Homework 6: Correlations.¶
Instructions: Please answer the following questions and submit your work by editing this jupyter notebook and submitting it on Canvas. Questions may involve math, programming, or neither, but you should make sure to explain your work: i.e., you should usually have a cell with at least a few sentences explaining what you are doing.
Also, please be sure to always specify units of any quantities that have units, and label axes of plots (again, with units when appropriate).
import numpy as np
import matplotlib.pyplot as plt
rng = np.random.default_rng()
1. Ever Upwards¶
You are part of a team aiming to predict future costs for a coffee shop, and are given the following model. Let $X_0 = \$1.50$ be the price (to the shop) of a cup of coffee today, and model the price $n$ weeks from now as $X_n = X_{n-1} + Z_n$, where each $Z_n$ has a Normal distribution with mean \$0.10 and standard deviation \$0.10, and is independent of other $Z$. We want to see how well we can predict prices for the next 10 weeks under this model.
(a) If we define $Z = (Z_1, Z_2, \ldots, Z_{10})$, and $X = (X_1, X_2, \ldots, X_{10})$, then (taking $X$ and $Z$ to be column vectors) we can write $X = X_0 + AZ$ for some matrix $A$. What is that matrix?
(b) What is the mean and covariance matrix of $X$? Explain, and check by simulation.
2. Books by a different name¶
In class, we did PCA on word count data from passages from three books. The passages are in the file data/passages.txt and the sources of each passage are in data/passage_sources.tsv. Repeat the analysis. You may use the same code from class to read in and process the data, but you should use scikit-learn to do the PCA. Your results should be similar but not the same as those from class, since scikit-learn's implementation differs somewhat. Also, you don't need to show everything that we did in class (use your judgement) but we encourage you to explore.

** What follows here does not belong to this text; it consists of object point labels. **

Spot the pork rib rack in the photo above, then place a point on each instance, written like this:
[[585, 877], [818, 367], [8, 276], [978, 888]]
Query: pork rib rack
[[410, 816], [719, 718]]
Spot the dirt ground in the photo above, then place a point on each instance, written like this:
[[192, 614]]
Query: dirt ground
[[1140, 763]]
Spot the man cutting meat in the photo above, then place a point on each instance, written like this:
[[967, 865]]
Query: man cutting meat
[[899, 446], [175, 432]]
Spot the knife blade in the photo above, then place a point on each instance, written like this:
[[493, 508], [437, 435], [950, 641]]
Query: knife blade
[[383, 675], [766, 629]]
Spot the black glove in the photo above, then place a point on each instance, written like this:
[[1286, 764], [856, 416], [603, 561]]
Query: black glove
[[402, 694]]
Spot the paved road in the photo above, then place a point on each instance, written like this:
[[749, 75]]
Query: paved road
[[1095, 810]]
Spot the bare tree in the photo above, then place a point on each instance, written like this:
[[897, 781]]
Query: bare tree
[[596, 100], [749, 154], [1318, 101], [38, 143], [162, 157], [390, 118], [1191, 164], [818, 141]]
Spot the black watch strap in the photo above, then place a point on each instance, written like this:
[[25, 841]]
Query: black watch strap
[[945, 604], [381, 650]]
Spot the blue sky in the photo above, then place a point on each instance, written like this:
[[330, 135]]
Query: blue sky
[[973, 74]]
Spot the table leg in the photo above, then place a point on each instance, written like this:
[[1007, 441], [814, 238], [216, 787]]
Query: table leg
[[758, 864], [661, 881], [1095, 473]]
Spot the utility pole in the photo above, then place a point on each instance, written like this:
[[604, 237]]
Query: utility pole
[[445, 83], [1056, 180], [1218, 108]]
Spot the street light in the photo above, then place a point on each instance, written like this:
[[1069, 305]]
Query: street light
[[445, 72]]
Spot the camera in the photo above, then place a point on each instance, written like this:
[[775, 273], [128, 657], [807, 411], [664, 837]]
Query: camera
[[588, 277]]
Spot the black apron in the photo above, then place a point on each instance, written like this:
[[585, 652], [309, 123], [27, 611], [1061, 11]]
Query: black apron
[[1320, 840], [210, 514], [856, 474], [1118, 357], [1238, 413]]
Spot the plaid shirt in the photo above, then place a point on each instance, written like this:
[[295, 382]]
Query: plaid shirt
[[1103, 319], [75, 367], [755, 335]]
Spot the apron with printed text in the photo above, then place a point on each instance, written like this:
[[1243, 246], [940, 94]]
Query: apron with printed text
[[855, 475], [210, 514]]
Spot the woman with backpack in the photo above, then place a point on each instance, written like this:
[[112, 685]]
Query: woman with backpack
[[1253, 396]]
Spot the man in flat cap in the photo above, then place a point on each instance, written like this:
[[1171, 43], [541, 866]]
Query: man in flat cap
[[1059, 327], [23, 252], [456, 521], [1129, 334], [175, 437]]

Note: part of this question is to figure out how what another method gives you maps on to what we discussed in class. Big clues are provided by the sizes of various outputs.
3. The Matrix¶
The secret vault can only be unlocked by a stream of numbers satisfying certain statistical properties. You can pass in 5 floating-point numbers at a time, and each set of 5 must be related to eachother in the following way: they should be Normally distributed with mean zero and the ($5 \times 5$) covariance matrix: $$\begin{aligned} M_{ij} = (1+i+j) \times 2^{-|i-j|} \qquad \text{for } 1 \le j \le 5, \quad 1 \le i \le 5 . \end{aligned}$$ Write a function to produce a random set of 5 numbers of this form, and test the result by verifying that (a) $\text{var}[X_2] = 5$ and (b) $\text{cov}[X_3,X_5] = 2.25$.